July 1, 1971: Nixon instructs Chief of Staff H.R. Haldeman to have someone break into the Brookings Institution in Washington, D.C.:
I can't have a high-minded lawyer ... I want a son-of-a-b----. I want someone just as tough as I am. ... We're up against an enemy, a conspiracy that will use any means. We are going to use any means... . Get it done. I want it done. I want the Brookings Institution cleaned out and have it cleaned out in a way that has somebody else take the blame.
April 4, 1972: Nixon discusses the press with Haldeman:
NIXON: Return the calls to those poor dumb bastards ... who I know are our friends. Now do it ... We made the same mistake [Dwight] Eisenhower made, but not as bad as Eisenhower made, because he sucked the Times too much ... G-d damn it, don't talk to them for a while. Will you enforce that now?
HALDEMAN: I'll try.
May 18, 1972: Nixon talks to Henry Kissinger about the National Security Adviser's meeting with Ivy League college presidents regarding the war in Vietnam:
The Ivy League presidents? Why, I'll never let those sons-of-b------ in the White House again. Never, never, never. They're finished. The Ivy League schools are finished ... Henry, I would never have had them in. Don't do that again ... They came out against us when it was tough ... Don't ever go to an Ivy League school again, ever. Never, never, never.

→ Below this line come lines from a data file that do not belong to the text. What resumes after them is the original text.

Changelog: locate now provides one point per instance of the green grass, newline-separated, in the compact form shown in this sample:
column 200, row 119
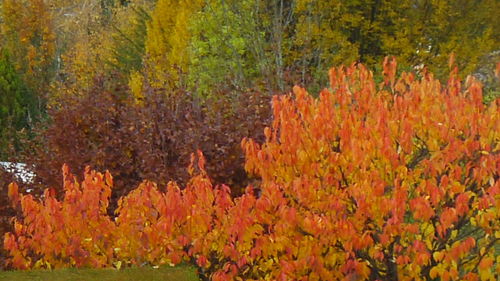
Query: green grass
column 178, row 273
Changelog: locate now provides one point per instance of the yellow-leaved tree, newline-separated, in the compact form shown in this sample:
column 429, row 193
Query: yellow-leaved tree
column 167, row 44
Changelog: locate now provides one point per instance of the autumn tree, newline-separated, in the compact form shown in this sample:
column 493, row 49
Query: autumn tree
column 419, row 32
column 390, row 181
column 166, row 45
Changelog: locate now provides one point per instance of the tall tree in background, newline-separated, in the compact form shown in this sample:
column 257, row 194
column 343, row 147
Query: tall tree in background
column 420, row 32
column 17, row 106
column 166, row 43
column 27, row 32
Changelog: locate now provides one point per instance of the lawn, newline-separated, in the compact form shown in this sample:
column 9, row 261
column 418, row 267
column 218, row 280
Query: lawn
column 179, row 273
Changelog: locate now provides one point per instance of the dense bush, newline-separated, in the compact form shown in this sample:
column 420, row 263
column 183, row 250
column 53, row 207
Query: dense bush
column 7, row 212
column 151, row 139
column 398, row 181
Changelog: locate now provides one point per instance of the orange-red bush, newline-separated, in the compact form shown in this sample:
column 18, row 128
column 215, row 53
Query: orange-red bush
column 398, row 181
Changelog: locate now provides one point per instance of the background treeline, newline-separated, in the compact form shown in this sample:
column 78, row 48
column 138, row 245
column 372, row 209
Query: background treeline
column 136, row 86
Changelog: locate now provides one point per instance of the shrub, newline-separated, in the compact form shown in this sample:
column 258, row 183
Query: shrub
column 106, row 129
column 360, row 184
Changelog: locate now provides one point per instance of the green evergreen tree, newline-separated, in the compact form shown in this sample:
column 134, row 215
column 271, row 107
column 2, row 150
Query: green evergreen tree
column 17, row 106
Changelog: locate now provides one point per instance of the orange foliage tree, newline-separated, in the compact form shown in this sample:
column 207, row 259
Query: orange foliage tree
column 398, row 181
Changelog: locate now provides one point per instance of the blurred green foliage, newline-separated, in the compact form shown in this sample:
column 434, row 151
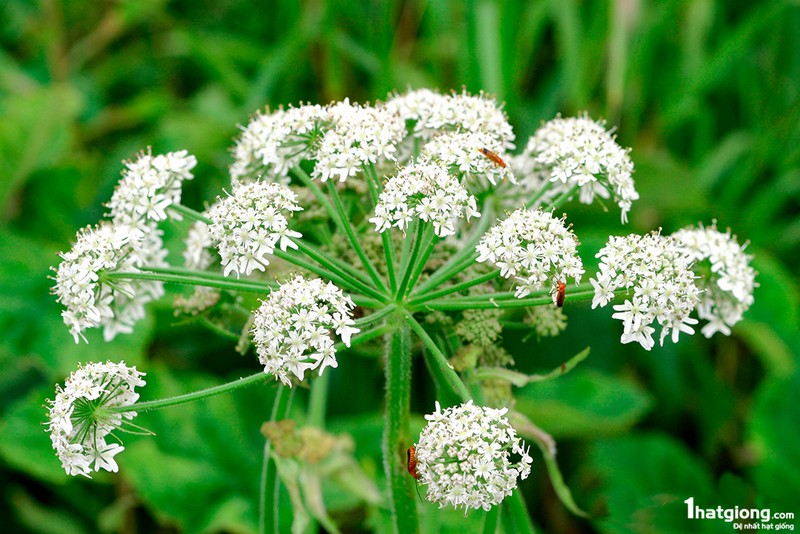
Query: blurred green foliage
column 707, row 94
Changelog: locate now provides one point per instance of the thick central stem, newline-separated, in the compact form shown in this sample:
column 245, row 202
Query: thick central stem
column 396, row 438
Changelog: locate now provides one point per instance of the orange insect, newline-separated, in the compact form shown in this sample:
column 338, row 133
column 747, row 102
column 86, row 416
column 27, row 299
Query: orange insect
column 497, row 160
column 412, row 462
column 562, row 291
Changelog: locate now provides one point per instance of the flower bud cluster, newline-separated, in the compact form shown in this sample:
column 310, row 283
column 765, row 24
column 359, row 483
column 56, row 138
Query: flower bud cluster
column 249, row 223
column 425, row 191
column 79, row 419
column 728, row 280
column 578, row 151
column 291, row 328
column 658, row 273
column 535, row 248
column 464, row 456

Nov. 14, 1972: Nixon talks with his aide Charles Colson about his landslide re-election victory over Democrat George McGovern:
NIXON: "What in the hell did you think of McGovern's statement on the election? Wasn't that the sour grapes crap again?”
COLSON: “Well, it's unbelievable, the arrogance of the guy ... God, what a bad man. Just awfully glad we got him buried and put away for good. I think he is.”
NIXON: Oh, he's buried. He's buried.
Dec. 9, 1972: Nixon talks to Colson about the appointment of building trades union leader Peter Brennan as secretary of labor:
NIXON: The idea, they finally think the appointment of a working man makes them think we're for the working man.
COLSON: That's precisely it.
NIXON: They talk about all the tokenism. We appoint blacks, and they don't think we're for blacks. Mexicans. They don't think we're for Mexicans. But a working man, by golly, that is really something.
Lyndon Johnson may have been coarse -- coarser, even -- but at least he had a sense of humor. (Russell Baker once wrote admiringly of Johnson's talent for the "comic vulgarity.") But this stuff is just unrefined anger and pettiness. You can listen to excerpts from the November and December 1972 tapes here.
3 comments:
Amazing! what a jerk! I never liked him or trusted him and it wasn't just because he was Republican because at the time I was more Indepdent than anything, but he just gave me the willies! Great post!
Every time a new revelation or new set of tapes comes out about Nixon, I am appalled all over again. It just keeps getting worse.
He was a skunk, all right. Although Dick Cheney makes Nixon look like a cock-eyed optimist.